Lettre de Denise à Philippe, Paris, mercredi 17 mars 1937

Je ne comprends rien à ton silence. Tu as tout de même dû recevoir mes deux lettres, ou sinon, tu aurais tout de même pu m’écrire, sachant que Papa avait été opéré. Tu dois te douter cependant que je passe des moments qui ne sont pas spécialement drôles.

L’état général de Papa est bien meilleur depuis deux jours. Il s’alimente assez bien et reprend des forces.

Lucien souriant & une de ses infirmières Lucien souriant en compagnie de l'une de ses infirmières.

Malheureusement, je crains fort qu’on soit obligé de lui couper le bras (suite de la transfusion du sang). Sa main est noire et desséchée comme celle d’une momie égyptienne. Il ne le sait pas encore, et quand il faudra lui apprendre, ce sera terrible.

Je dois te dire aussi qu’on s’est battu hier soir devant la maison. Total : 5 morts, 200 blessés[1]. Il paraît que ça va recommencer ce soir. Mais je ne pense pas que cela t’émotionne, ou t’intéresse particulièrement non plus[2].

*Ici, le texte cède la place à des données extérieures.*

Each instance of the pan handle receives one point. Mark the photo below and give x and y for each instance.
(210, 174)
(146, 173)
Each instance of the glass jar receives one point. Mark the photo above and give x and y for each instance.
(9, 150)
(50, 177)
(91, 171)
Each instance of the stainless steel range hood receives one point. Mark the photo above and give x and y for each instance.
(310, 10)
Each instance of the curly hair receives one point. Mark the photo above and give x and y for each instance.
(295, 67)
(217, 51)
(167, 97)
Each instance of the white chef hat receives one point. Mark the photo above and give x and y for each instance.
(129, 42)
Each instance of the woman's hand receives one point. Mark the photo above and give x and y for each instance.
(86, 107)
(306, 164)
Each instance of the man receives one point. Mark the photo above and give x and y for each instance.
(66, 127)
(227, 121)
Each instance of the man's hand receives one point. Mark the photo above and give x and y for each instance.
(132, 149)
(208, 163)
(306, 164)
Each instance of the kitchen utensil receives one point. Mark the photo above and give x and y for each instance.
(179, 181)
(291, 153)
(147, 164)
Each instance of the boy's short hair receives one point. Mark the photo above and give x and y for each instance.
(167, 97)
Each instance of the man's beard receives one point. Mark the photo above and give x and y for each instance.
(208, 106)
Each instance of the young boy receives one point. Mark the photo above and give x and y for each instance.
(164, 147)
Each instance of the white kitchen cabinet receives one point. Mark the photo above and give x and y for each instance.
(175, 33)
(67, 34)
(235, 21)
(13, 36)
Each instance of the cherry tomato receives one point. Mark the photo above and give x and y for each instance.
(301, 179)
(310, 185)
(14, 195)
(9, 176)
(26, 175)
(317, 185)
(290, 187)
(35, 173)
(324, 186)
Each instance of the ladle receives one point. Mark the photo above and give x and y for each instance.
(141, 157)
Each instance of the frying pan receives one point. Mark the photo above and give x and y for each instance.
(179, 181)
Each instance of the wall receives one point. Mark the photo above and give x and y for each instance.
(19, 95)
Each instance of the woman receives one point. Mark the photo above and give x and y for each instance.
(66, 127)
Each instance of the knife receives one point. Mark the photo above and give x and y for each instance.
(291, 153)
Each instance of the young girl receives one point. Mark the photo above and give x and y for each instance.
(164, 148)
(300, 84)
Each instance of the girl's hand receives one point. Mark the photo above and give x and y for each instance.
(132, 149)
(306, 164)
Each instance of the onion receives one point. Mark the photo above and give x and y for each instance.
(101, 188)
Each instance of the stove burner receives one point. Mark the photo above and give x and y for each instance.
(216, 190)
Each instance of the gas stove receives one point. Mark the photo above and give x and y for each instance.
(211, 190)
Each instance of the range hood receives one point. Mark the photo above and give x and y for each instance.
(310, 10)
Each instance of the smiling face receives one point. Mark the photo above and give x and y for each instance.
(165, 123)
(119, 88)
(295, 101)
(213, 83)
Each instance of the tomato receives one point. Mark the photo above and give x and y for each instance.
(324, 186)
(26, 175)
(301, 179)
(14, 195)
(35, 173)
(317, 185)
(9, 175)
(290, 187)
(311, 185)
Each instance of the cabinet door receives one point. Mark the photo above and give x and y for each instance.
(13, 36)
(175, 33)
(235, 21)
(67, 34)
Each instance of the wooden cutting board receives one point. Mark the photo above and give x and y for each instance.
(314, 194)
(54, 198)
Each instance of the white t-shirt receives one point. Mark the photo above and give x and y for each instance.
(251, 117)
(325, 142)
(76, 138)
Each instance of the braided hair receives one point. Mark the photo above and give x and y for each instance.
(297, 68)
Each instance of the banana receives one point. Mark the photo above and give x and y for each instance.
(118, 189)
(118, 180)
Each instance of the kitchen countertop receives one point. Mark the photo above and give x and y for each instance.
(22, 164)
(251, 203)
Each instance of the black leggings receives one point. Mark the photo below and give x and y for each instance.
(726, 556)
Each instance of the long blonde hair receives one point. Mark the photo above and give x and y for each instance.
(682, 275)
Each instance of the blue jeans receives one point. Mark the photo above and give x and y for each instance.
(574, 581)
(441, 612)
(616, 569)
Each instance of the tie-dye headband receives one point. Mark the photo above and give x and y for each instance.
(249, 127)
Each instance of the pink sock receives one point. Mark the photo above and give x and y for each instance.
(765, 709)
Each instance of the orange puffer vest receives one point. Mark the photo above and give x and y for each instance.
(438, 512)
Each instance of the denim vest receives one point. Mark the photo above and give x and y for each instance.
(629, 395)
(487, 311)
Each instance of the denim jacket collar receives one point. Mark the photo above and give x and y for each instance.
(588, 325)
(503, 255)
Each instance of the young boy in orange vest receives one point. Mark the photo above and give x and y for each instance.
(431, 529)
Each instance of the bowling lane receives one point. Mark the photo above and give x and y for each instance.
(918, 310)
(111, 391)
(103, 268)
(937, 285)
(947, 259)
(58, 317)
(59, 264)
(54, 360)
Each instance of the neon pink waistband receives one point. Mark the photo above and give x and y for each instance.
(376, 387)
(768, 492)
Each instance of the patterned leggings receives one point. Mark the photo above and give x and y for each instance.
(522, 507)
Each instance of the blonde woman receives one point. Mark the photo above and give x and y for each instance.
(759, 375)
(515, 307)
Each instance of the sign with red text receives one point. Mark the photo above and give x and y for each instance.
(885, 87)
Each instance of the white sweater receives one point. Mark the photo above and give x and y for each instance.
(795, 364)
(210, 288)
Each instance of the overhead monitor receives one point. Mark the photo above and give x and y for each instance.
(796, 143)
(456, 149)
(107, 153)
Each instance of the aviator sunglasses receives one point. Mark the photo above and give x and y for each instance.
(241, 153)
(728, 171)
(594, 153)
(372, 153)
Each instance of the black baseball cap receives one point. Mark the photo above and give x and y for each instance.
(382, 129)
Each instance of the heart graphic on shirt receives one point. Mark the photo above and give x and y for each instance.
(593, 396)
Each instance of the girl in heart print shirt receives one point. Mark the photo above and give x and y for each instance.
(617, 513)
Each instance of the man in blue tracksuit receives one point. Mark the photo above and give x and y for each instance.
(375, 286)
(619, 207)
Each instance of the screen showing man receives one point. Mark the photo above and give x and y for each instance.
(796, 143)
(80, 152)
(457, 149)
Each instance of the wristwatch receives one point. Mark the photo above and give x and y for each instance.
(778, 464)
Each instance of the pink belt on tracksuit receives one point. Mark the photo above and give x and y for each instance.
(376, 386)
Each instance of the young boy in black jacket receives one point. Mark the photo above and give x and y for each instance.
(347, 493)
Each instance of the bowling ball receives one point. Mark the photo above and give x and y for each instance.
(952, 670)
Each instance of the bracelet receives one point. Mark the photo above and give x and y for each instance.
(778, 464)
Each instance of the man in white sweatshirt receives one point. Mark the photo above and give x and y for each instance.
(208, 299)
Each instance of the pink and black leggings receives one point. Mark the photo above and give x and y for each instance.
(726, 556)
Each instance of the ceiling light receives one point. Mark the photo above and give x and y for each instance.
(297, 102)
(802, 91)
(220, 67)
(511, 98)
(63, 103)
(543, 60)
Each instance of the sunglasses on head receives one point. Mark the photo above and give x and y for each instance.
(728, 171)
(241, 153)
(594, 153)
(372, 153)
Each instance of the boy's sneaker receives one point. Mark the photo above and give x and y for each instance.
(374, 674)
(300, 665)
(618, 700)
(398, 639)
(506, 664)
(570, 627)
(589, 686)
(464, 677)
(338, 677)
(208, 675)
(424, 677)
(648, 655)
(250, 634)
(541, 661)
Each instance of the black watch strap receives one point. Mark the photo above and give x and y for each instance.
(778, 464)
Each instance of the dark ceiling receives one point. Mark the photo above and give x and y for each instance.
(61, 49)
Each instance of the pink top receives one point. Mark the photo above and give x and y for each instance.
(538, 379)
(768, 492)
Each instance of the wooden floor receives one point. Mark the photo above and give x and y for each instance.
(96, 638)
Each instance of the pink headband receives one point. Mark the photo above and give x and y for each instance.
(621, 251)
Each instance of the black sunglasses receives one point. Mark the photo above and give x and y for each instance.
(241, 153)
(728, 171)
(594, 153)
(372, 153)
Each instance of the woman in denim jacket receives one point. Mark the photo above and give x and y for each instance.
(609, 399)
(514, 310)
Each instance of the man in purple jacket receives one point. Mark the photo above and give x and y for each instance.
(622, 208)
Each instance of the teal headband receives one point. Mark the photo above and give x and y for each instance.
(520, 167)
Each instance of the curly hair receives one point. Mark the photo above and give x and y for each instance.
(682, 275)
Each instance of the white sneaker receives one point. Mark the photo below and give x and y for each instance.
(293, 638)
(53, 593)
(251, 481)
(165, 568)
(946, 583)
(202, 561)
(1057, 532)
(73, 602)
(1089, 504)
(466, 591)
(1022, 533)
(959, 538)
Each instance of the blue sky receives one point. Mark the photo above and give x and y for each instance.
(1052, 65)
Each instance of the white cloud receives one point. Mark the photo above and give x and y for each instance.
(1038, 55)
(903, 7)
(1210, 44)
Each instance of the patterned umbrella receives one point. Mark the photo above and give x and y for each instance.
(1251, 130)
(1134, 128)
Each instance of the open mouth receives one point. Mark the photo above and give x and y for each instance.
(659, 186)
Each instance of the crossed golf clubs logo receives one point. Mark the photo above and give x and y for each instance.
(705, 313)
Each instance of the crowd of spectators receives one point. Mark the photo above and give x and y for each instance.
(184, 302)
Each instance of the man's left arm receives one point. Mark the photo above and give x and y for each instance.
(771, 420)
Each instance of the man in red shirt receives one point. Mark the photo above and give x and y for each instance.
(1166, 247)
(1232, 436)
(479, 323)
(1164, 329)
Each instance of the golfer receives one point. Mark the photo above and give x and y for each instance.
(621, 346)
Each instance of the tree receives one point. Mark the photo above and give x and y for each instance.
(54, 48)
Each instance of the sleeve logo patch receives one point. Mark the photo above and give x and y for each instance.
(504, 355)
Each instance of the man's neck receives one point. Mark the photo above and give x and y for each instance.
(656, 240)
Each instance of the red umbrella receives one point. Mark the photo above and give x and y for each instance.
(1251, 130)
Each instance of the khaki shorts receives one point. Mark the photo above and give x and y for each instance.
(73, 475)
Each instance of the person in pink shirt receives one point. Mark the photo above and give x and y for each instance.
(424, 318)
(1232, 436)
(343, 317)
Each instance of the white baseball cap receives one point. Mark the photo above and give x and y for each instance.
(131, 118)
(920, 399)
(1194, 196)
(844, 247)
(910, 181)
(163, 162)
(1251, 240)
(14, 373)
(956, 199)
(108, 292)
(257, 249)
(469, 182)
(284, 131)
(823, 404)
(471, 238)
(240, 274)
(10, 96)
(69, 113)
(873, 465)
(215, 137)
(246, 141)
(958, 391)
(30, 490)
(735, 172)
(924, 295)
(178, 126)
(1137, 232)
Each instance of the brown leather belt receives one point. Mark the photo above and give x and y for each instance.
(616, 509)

Les funérailles après la fusillade de Clichy Les funérailles après la fusillade de Clichy

Si tu as toujours l’intention de venir à Paris, j’aimerais mieux que tu attendes quelques jours pour le faire. Parce que si l’état de papa continue à s’améliorer (surtout dès que la question de bras sera réglée), je pourrai peut-être m’éloigner pendant quelques jours de ces lieux de délices. Et si tu viens tout de suite, tu n’auras sûrement plus d’argent dans huit jours !

Je t’assure que je suis très fâchée et que je ne comprends rien à ton silence. Alors, tu feras bien de me répondre vite pour me l’expliquer.



[1] Les émeutes de Clichy du 16 mars 1937. Voir la lettre de Philippe du 17 mars. Voici ce qu’écrivait le journal Le Monde 50 ans plus tard, en 1987 : «La  Fusillade de Clichy demeure, dans la légende de la gauche, comme la tentative délibérée d'interrompre l'évolution du Front populaire vers une ligne de centre gauche, en terrorisant les modérés prêts à céder, en renforçant la dépendance de Léon Blum à l'égard de son aile gauche. Il fallait du sang sur le président du conseil, et Maurice Thorez, deux ans plus tard, le dénoncera comme  assassin des ouvriers de Clichy. Dans l'immédiat, c'était trop gros à formuler.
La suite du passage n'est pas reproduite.